Mitten in Bad Tölz:Die Stadt der falschen Fuffziger

Lesezeit: 1 min

An keinem anderen Ort kommt man so zur Ruhe wie an der Supermarktkasse - dank der vielen Cent-Münzen und der X,99-Preise

Von Klaus Schieder

Es ist dieser Tage schon ein Glück, dass wir einen dicken Geldbeutel haben. Das heißt nicht, dass darin große Banknoten stecken. Im Gegenteil, das Portemonnaie ist bis zum Zerreißen mit Ein- und Zwei- und Fünf-Cent-Münzen gefüllt. Vor 14 Jahren, als die Währung umgestellt wurde, hatten wir vergeblich gehofft, es möge Schluss sein mit diesen x,99-Preisen, die dem Kunden auf billige Weise suggerieren sollen, die Ware sei günstiger als sie ist. Aber gut, es gibt ja auch einen sozialen Aspekt dabei. Im hektischen Alltag kommt man an kaum einem anderen Ort so zur Ruhe wie vor der Supermarktkasse, wenn dort jemand seine Rechnung von 14,67 Euro wieder mal in kleiner Münze zu einem und zwei und fünf und wieder einem Cent zahlt. Früher haben wir uns über derlei Pfennigfuchserei geärgert, inzwischen handhaben wir das genauso und lassen den 50-Euro-Schein in der Börse.

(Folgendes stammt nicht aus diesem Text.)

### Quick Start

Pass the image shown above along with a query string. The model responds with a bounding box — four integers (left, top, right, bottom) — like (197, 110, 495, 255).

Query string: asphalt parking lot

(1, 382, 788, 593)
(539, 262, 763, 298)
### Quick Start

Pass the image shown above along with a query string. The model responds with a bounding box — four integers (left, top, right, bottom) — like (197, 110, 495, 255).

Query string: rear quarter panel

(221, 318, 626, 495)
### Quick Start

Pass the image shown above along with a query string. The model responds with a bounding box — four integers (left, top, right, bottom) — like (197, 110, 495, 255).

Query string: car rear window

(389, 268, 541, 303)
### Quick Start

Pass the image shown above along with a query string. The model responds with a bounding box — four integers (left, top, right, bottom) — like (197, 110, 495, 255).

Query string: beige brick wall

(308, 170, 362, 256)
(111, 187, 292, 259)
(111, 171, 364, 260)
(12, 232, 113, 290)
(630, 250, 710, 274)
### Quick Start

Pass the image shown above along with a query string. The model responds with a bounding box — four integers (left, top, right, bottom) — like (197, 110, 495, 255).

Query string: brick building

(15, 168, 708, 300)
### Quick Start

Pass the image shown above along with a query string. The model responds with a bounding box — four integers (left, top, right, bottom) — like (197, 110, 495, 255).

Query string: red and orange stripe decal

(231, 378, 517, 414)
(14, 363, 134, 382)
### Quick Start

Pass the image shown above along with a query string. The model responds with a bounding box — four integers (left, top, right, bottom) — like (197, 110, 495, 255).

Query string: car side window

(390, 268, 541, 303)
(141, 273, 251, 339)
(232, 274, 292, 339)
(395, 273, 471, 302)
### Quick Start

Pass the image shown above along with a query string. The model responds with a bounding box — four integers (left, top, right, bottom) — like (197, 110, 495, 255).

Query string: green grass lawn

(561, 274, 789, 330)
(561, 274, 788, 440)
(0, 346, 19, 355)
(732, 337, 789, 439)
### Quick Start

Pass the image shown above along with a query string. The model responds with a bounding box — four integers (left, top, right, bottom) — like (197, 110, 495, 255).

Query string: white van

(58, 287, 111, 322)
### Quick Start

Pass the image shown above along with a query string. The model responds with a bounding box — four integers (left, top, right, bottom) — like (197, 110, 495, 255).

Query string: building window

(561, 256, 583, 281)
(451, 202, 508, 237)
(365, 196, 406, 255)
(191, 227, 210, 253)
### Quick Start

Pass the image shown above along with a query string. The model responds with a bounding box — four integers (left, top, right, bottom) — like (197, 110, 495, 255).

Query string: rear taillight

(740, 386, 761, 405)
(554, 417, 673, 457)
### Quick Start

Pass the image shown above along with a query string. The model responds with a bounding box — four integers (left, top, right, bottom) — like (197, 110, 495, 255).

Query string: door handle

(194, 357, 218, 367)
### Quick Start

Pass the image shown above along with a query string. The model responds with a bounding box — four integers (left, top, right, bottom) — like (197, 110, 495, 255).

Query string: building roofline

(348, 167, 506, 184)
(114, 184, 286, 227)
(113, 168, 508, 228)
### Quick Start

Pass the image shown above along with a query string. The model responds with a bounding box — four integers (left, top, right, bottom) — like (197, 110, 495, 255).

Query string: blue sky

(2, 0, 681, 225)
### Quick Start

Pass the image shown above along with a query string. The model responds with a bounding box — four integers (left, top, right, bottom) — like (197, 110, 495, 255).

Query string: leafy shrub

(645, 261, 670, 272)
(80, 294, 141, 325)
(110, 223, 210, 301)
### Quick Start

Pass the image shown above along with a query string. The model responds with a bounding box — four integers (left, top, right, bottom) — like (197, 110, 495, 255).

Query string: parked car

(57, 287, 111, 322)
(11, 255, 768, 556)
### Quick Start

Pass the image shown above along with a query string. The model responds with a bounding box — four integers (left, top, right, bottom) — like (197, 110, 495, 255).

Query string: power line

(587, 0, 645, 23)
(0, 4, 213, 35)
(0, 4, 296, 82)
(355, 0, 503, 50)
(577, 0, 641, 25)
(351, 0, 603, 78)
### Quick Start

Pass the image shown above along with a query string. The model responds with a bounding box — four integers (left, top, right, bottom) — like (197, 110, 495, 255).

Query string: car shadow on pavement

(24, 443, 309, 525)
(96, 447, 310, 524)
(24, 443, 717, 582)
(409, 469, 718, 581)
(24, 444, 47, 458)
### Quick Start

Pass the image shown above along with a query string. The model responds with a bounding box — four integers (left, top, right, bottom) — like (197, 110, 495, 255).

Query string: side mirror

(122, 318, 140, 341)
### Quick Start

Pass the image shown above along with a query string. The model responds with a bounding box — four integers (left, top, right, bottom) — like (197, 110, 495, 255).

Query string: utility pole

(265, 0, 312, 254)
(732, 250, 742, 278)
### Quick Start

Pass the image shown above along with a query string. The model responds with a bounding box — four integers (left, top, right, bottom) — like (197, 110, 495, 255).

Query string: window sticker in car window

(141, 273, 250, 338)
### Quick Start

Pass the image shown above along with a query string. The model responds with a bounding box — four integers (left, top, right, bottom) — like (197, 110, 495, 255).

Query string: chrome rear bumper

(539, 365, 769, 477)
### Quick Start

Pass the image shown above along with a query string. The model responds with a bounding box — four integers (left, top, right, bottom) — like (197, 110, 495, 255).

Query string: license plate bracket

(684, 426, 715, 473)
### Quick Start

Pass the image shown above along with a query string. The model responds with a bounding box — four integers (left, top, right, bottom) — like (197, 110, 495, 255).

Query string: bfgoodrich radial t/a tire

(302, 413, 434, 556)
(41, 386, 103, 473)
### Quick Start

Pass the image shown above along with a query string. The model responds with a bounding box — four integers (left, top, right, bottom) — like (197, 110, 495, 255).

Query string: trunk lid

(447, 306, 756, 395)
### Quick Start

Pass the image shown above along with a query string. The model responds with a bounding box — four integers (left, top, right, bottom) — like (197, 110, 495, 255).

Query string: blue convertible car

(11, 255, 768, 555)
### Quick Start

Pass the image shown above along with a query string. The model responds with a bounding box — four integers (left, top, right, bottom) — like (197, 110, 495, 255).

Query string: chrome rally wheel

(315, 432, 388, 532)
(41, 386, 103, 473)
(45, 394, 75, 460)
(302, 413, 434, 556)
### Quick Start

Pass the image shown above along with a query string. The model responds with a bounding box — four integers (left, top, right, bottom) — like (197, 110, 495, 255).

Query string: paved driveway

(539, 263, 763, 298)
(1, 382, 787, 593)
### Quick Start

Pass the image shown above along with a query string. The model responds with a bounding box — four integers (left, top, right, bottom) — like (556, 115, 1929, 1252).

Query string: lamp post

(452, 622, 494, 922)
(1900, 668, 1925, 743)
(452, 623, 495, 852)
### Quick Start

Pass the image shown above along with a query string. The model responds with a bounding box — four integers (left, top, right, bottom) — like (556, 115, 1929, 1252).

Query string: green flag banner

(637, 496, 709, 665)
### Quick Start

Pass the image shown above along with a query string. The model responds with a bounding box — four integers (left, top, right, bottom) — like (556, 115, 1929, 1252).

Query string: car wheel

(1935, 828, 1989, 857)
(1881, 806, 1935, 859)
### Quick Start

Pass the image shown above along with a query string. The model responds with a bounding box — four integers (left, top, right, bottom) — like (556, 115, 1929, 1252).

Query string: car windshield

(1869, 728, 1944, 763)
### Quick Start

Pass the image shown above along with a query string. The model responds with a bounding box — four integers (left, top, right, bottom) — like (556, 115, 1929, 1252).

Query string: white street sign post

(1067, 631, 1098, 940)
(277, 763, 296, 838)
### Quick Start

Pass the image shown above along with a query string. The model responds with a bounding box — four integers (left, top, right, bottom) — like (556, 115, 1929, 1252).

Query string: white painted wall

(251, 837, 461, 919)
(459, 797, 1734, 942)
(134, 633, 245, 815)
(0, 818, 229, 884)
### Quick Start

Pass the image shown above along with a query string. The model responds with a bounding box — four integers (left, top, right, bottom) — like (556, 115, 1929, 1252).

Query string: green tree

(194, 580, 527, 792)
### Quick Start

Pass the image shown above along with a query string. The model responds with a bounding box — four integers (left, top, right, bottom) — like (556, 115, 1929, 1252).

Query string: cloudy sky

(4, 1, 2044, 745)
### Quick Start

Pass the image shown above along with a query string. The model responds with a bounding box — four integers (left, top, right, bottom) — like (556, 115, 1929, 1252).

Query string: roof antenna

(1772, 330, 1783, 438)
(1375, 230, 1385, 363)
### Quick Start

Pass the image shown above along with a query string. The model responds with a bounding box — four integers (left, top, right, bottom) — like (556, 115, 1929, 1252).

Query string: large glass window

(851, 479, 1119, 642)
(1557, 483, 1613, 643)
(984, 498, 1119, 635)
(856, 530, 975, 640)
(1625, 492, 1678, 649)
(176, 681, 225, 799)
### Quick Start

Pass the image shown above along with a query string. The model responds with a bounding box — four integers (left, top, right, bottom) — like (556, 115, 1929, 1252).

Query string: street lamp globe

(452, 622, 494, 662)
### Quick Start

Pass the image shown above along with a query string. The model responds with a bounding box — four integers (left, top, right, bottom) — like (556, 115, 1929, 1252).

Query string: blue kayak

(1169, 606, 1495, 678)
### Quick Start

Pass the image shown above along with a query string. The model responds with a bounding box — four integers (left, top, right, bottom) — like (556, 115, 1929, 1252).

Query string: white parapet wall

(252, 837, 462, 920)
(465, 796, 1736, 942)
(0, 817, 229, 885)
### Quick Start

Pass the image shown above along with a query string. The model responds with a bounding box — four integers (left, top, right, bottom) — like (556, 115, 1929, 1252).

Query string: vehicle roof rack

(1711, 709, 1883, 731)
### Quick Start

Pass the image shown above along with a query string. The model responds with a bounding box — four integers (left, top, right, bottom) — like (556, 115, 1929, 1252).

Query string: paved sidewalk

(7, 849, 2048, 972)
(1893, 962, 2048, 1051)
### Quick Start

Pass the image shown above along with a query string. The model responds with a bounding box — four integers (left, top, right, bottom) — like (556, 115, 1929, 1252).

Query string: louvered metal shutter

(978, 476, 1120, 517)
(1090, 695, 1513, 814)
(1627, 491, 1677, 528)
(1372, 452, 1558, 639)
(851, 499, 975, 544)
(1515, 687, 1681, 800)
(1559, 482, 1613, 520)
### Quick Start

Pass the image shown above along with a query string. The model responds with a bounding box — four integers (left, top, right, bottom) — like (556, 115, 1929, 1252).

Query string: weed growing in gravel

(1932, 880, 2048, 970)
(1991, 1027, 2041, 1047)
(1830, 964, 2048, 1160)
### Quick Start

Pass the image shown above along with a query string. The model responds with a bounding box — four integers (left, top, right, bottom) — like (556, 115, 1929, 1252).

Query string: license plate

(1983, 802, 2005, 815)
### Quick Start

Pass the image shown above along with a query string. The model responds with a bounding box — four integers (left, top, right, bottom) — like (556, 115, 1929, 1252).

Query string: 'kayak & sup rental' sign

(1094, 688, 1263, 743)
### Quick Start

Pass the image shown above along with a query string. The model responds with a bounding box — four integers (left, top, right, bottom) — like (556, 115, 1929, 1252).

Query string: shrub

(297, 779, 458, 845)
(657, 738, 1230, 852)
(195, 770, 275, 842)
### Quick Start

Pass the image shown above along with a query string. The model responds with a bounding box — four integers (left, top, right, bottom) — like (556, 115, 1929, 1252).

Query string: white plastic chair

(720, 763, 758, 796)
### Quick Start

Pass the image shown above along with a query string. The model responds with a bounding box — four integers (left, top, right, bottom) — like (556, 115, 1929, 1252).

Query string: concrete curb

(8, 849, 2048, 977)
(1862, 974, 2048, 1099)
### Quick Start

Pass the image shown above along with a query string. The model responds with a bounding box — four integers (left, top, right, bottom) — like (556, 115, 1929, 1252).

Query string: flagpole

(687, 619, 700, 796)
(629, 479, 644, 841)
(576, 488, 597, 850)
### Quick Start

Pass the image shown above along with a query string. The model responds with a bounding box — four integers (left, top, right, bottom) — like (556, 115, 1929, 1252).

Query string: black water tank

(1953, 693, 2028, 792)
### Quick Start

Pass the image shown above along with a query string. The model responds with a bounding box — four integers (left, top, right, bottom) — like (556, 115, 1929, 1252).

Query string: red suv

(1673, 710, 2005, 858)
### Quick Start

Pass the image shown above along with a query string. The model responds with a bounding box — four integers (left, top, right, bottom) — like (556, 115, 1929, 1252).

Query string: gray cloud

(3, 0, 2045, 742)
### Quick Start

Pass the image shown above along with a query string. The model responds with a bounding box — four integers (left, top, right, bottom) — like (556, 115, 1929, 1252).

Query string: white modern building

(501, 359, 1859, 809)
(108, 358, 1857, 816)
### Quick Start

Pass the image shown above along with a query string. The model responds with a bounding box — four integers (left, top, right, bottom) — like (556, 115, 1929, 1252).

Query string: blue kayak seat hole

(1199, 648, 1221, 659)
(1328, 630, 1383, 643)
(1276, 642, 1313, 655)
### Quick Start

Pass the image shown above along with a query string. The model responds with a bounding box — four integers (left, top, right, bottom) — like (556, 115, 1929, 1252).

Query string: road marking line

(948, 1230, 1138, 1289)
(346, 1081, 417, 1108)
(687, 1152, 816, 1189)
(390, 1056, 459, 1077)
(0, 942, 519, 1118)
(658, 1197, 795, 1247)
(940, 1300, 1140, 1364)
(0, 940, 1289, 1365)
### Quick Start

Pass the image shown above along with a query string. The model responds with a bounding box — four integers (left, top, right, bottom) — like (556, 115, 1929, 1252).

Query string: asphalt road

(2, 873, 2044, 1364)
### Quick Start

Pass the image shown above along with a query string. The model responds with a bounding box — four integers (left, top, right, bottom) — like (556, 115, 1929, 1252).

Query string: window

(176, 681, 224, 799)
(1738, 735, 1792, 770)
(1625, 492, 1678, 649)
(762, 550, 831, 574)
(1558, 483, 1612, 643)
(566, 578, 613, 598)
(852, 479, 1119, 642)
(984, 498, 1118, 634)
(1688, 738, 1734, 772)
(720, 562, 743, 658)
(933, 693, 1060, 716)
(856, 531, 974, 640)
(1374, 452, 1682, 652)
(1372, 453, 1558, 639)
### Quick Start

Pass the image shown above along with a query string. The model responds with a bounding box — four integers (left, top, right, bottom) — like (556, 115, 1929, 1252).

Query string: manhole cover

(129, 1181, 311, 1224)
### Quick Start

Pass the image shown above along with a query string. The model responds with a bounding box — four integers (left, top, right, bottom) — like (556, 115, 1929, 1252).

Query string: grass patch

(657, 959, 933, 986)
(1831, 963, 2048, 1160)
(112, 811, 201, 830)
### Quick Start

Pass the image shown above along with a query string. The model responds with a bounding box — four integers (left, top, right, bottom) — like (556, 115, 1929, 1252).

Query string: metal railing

Wir leben schließlich in Bad Tölz. Weil nicht bloß am Gymnasium, sondern mittlerweile auch in Geschäften und Gaststätten falsche 50-Euro-Noten aufgetaucht sind, möchten wir es tunlichst vermeiden, als Falschmünzer von Rang an der Kasse verhaftet zu werden, nur weil uns ein nachgemachter Schein untergejubelt wurde. Außerdem liegt es uns ferne, den neuen Ruf von Tölz als Stadt der falschen Fuffziger verfestigen zu wollen. Sicher gibt es jetzt Spötter, die diesen Ausdruck gleich unbillig auf Lokalpolitiker übertragen, nur weil ihnen ein Stadtratsbeschluss nicht passt. Aber das ist ebenso verkehrt. In Tölz geht alles mit rechten Dingen zu, ein wunderschönes Fleckchen Erde, wie Bürgermeister Josef Janker immer sagt. Damit das so bleibt, sollte jeder in dem Kurort sein Scherflein zu Blüten..., pardon, zur Blüte der Stadt beitragen. Am besten mit mehr als einem Scherf, also einem Pfennig. In Ruhe sollte jeder Tölzer ob zwölf Millionen Euro Schulden der Kommune mal darüber nachdenken, wie viel er spenden kann. Sagen wir, 50 Euro. In Münzen. Nicht in falschen Banknoten.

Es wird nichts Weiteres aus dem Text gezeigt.